FIG. 7 shows an example of detection by the above temperature change value when an abnormal flow actually flows. In this case, the sample period C is 5 seconds and the integer S is 36. When a clogging occurs in the transportation pipe, the absolute value of the temperature gradually decreases, but the temperature change value accurately catches the timing when the temperature drops compared to the absolute value, and the clogging is clearly detected. . Also,
It is also clear that the detection speed is about 5 minutes faster than the absolute value detection.

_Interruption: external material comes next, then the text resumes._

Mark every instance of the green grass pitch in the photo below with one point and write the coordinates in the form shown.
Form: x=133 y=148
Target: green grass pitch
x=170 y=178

The above embodiment has been described in the case where the powder is pulverized coal and the equipment to be blown is the blast furnace, but in the present invention, the carrier gas is blown into the injection tank such as solid fuel supply to the heating burner. Any powder transport facility can be applied as long as it merges in the middle of the pipe connecting the lances.

[0015]

As described above, according to the present invention, the reverse flow of the carrier gas due to the clogging of the powder transport pipe can be detected early by the measurement of the thermometer attached to the surface of the transport pipe. It was Also, if thermometers are attached to all the transportation pipes from the injection tank, clogging can be cleared quickly.

[Brief description of drawings]

FIG. 1 is a view showing a pulverized coal blowing facility in which a carrier gas abnormality detection method according to the present invention is implemented.

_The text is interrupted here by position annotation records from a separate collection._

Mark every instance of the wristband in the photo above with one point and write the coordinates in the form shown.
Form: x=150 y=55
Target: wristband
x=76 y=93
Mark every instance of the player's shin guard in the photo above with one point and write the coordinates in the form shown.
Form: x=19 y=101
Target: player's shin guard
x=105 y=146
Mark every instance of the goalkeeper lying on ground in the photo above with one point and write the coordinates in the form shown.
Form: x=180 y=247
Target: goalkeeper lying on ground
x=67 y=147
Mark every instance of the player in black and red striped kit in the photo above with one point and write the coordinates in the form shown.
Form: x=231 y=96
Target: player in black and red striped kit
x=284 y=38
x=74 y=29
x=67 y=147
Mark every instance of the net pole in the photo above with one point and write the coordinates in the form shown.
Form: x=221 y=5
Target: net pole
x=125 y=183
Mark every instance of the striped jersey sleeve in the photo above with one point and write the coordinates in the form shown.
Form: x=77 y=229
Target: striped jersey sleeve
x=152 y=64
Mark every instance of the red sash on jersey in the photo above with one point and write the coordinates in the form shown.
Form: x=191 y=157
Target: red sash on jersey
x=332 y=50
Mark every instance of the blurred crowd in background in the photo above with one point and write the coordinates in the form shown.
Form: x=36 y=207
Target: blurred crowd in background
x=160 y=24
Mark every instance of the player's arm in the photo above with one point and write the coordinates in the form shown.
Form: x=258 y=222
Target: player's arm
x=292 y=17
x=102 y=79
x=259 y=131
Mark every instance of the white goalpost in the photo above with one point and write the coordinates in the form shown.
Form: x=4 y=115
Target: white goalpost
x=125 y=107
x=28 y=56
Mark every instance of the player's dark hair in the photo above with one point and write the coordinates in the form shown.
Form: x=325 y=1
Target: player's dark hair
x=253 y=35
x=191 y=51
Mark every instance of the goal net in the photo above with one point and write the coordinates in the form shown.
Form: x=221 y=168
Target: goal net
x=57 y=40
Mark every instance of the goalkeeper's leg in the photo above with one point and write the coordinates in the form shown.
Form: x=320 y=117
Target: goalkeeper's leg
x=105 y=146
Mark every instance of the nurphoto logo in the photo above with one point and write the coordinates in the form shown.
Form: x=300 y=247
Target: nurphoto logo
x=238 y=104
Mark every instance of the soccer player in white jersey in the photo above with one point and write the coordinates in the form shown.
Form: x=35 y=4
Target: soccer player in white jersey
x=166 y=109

FIG. 2 is a diagram showing installation of a thermometer in a powder transportation pipe.

FIG. 3 is a diagram showing changes over time in surface temperatures of three transportation pipes.

FIG. 4 is a diagram illustrating a change in surface temperature.

FIG. 5 is a diagram showing a pulverized coal blowing facility and a transportation piping system of a blast furnace.

FIG. 6 is a diagram illustrating the occurrence of an abnormal flow of carrier gas.

FIG. 7 is a diagram showing an abnormality detection situation when the surface temperature is processed by a temperature change value.

[Explanation of symbols]

 1 coal crusher 2 bag / filter 3 pulverized coal hopper 4 intermediate tank 5 injection tank 6 transportation pipe 7 carrier gas 8 blast furnace 9 tuyere 10 oxygen concentration meter 11 sheath thermometer 12 recorder 13 confluence point 14 abnormal flow 15 clogging 16 Heat insulating material

Claims (3)

[Claims] 1. A carrier gas is merged in the middle of an injection tank holding powder pulverized in a hot-air dried state and a transportation pipe provided between a plurality of blowing tuyere, and the powder is blown into a device to be blown. When inserting, the time variation of the surface temperature of the injection tank side from the carrier gas merging point in the transportation pipe is measured, and the generation of the gas flow to the tank side is determined by the magnitude of the measured value. A method for detecting abnormality of carrier gas in powder transportation equipment. 2. A method for detecting an abnormality of a carrier gas in a powder transportation facility, wherein the surface temperature is a temperature change value according to the following formula. ΔT = T _i −T _in (1) n = C · S where ΔT: temperature change value (° C.) T _i : current temperature (° C.) T _in : temperature (° C.) n seconds before the current time n: change Interval (sec) C: Sample period (-) S: Integer (-) 3. The method for detecting an abnormality of a carrier gas in a powder transportation facility according to claim 1, wherein the powder is pulverized coal and the apparatus to be blown is a blast furnace.